The rookie paid attention.
But not every part of the job came naturally to him.
I’ll give him this: He was one of the fittest guys on the crew, and he could lift anything. He was endlessly good-natured and very well-intentioned. He was decisive, and physically strong, and mentally committed. He was up for anything. And okay, fine. He was handsome, at least to me—though maybe that’s not a job requirement.
He also—with some frequency—fainted at the sight of blood.
The first time it happened—though certainly not the last—was the first time he started an IV on me.
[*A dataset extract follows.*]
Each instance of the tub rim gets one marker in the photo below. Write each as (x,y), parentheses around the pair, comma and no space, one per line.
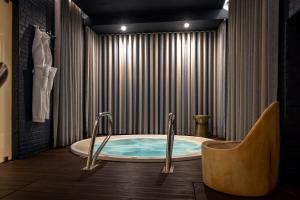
(81,147)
The thing about blood is, you can’t overthink it. If you really focus on how odd it is to stick a metal tube into another human being’s vein, it will freak you out. The trick to doing anything well in medicine is to get so familiar with it that it doesn’t seem strange anymore.
But we could all tell from the rookie’s face on pretty much every medical call that he was not there yet. He needed a lot more practice.
His hands felt cold as he tied the tourniquet and felt for a vein in my arm.
“Great veins,” he said, giving me that smile of his and a quick glance up at my eyes.
“Sweet talker,” I said. Then, trying to get back to business: “They’re easy to find, but they roll.”
He frowned a little. “Okay.” Then he felt my other arm.
I could tell from his breathing he was nervous.
“Don’t be nervous,” I said. “I’m tough.”
“Maybe not as tough as you seem,” he said.
If it had been any other guy in the crew, I’d have argued. The rookie was the one guy I didn’t feel like I had to prove myself to. Partly that was because he was so inexperienced—I clearly had authority over him—but it was also just something about him, the way he was. The expression on his face when he looked at me always seemed to be some version of admiration. The things I was good at—he saw them.